As a brief account of the Gallipoli campaign the book is a product of its time. The author writes with pride about his colleagues and leaders. He shares experiences and anecdotes that readers may find familiar. His account of the discovery of a spy seems fanciful but intriguing at the same time. In his opinion, a Sergeant J. S. Duffey should have won a Victoria Cross (V.C) for rescuing two men under fire and against orders. He felt certain that an Army Medical Corps (AMC) man (whose name escaped him) was going to be “Our first V.C.” This AMC man took water and provisions to the firing line, and brought the wounded back on his small donkey. The donkey was found alone one day munching on some grass with the body of the man located a few metres away down a gully. The account contains all the well-known battles including Lone Pine, and the subsequent temporary truce with the “Turks” to bury fallen soldiers.
While the book may be similar to those elsewhere, this cannot be said for the typed manuscript also found in Fort Queenscliff Museum. The manuscript is identical to the book except for the signature of C. G. Richardson, late of the 8th Battalion Australian Imperial Force. Museum Volunteer Archivist and Historian, Jason McGregor, found these items during his work at the Army Museum and through extensive research confirmed that C.G Richardson was indeed the author.

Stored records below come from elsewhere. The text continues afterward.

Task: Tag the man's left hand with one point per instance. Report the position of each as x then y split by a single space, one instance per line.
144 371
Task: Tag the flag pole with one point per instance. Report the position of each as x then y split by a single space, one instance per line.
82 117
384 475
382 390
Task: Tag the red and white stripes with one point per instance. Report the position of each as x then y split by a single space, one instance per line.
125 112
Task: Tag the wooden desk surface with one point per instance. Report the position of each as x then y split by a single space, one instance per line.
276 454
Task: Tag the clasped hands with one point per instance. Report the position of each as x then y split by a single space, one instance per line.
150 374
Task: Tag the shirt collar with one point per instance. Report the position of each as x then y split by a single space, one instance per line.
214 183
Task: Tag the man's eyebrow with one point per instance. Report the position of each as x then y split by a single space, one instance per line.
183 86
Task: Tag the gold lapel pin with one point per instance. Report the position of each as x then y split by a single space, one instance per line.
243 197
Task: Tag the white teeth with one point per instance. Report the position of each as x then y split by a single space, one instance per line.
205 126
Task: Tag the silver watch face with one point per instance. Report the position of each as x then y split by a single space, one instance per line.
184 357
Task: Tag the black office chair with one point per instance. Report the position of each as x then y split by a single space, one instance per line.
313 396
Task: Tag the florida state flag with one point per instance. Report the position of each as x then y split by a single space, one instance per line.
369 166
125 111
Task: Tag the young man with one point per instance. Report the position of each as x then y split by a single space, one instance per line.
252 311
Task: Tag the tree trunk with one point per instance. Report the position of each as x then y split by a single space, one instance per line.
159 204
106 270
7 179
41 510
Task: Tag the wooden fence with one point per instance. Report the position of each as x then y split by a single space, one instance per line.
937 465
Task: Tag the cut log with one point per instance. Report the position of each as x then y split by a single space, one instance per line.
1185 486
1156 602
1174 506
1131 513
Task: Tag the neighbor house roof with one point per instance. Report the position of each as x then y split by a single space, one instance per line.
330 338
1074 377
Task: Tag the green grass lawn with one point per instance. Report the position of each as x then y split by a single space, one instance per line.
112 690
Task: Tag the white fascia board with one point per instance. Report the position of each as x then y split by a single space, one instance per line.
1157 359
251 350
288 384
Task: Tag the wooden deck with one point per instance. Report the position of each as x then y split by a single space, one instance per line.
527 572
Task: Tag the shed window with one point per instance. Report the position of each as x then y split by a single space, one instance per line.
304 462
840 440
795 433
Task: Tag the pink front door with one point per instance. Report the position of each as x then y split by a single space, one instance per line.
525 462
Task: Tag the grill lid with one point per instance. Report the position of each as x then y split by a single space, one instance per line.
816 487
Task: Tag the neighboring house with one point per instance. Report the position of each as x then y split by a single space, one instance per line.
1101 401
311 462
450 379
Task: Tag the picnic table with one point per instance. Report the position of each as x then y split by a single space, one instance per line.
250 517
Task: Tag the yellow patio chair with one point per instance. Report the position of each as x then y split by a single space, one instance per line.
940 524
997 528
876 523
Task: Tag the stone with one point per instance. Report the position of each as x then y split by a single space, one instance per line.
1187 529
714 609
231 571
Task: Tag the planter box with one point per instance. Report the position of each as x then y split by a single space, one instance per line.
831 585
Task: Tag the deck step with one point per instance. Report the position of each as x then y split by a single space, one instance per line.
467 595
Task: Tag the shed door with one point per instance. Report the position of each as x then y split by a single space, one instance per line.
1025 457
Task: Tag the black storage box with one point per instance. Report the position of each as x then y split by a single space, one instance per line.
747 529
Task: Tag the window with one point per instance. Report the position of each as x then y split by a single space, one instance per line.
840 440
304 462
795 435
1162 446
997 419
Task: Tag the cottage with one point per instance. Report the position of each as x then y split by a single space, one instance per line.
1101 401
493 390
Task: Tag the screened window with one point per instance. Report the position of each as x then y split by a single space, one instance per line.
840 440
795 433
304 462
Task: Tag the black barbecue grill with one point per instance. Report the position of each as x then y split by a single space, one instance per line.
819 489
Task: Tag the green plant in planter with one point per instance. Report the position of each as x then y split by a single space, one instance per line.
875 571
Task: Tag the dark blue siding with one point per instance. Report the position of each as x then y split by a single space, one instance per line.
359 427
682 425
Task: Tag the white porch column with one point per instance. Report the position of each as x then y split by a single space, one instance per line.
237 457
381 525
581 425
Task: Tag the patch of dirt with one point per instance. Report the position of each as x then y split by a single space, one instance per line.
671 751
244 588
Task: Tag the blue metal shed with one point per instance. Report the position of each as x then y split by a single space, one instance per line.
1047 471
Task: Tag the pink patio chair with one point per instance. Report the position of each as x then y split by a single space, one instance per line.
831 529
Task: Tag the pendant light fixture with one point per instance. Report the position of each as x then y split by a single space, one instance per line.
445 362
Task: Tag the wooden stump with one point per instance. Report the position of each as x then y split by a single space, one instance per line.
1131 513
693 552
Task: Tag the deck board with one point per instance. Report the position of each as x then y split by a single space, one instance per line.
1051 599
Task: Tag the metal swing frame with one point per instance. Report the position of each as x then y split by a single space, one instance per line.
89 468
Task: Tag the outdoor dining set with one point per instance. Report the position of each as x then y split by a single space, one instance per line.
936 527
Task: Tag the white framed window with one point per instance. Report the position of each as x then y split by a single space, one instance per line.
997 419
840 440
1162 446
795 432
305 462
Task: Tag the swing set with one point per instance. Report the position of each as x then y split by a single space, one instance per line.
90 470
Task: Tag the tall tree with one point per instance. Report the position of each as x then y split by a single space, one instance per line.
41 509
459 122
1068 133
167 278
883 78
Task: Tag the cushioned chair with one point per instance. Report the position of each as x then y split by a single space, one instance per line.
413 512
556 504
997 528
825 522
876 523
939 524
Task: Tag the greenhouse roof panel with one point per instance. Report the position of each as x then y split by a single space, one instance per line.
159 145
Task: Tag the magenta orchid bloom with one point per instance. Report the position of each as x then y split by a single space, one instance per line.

Mr McGregor tracked the journey of Private Cyril George Richardson to verify if he was the author. He discovered that Private Richardson embarked from Port Melbourne at 9am on 19 October 1914 on the “Benalla’. His service records match the author’s story right down to an injury that sends him to Lewisham Military Hospital. In the book, “An ANZAC” refers to a groin injury. Private Richardson’s service record reveals that the injury was more serious but in the same region. At the time of the book’s publication his story seems to end. This coincides with when Private Richardson was sent home from the Western Front suffering from Shell Shock. Further research of public records from the era reveals little more about Private Richardson than what is available in his service record.
Through Mr McGregor’s work, and a little luck, the author of the Twelve Months with the Australian Expeditionary Force has been revealed. The mystery of how the manuscript and the book ended up in the library is yet to be solved.